John Matiza, 29, who works in South Africa as a restaurant waiter, had no choice but to break up with his girlfriend of five years because her parents said they wanted to be paid in foreign currency, a condition he could not afford. "My heart bleeds to realise that I cannot marry the woman of my dreams simply because her parents think I am a cash cow," Matiza told IRIN.
"I earn just over 1,000 South African rand [US$143] a month, and can hardly save money because accommodation and transport are expensive in Johannesburg, yet my would-be in-laws wanted me to pay them R12,000 [US$1,725]." His lover's parents also demanded 15 head of cattle, or an additional R15,000, part of which could be paid as monthly groceries sourced in South Africa.

Basic commodities are in short supply in Zimbabwe, and many people have to rely on items being brought in from neighbouring South Africa or Botswana.

More than three million Zimbabweans are estimated to have left the country in search of employment in other countries since the economy started deteriorating in 2000. The majority do menial jobs and work under harsh conditions, but are consoled by the fact that they can remit money to their families and relatives.

"My lover's parents come from a poor background and they should have been able to appreciate that money is not easy to raise; maybe they thought that I made much money, since I work in South Africa," said Matiza.

The parents also argued that because they had educated their daughter up to college level, and she would have looked after them, they needed to recoup the costs by asking for a high bride price.

Matiza went to pay the dowry, and begged for the demands to be reduced until he and his relatives were eventually forcefully removed from the house.

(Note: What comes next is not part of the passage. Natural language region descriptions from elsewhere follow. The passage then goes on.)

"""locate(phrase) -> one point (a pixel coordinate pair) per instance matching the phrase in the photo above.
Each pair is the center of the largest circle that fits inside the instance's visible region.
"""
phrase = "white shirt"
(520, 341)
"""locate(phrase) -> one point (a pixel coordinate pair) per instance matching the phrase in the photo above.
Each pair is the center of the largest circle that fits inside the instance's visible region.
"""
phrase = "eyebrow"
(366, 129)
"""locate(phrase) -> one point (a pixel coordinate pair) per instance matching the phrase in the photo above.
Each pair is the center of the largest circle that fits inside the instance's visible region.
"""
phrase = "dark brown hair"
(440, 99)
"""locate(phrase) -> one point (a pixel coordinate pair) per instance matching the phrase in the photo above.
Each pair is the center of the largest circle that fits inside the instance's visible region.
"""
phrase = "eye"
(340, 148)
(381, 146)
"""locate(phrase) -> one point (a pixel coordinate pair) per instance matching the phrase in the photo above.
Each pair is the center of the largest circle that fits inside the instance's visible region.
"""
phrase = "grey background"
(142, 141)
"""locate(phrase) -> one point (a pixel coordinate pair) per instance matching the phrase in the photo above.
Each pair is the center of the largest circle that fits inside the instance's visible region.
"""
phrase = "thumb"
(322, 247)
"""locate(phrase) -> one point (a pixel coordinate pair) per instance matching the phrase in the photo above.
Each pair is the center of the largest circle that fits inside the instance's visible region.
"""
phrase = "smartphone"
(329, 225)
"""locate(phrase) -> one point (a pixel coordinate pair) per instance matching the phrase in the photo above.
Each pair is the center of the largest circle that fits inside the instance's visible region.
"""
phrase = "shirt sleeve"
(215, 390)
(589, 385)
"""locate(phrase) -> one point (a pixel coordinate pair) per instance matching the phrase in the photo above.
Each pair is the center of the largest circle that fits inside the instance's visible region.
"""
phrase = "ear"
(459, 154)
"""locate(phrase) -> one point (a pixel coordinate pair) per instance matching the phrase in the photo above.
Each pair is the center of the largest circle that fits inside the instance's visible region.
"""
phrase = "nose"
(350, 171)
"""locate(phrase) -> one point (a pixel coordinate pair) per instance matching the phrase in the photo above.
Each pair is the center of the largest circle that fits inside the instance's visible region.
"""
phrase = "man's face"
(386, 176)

His prospective in-laws insisted that their daughter would wait for a man who could make them live in comfort, and told him they would not accept a marriage "full of love but no money for our daughter and us".

"Over the years I have seen so many couples - over whose marriages I presided - break down because material considerations are now taking precedence over love. People are marrying for money and, no sooner have they started staying together, do more problems emerge," Tim Foroma, a pastor with a Pentecostal church, told IRIN.

He said he was outraged by some of the demands the in-laws made, such as asking to be bought houses, cellphones or even cars. "Some of them are even ordering their sons-in-law to put them on medical aid schemes or funeral policies, just in case they fall sick and don't have the money to cover the expense, or in the event that they die."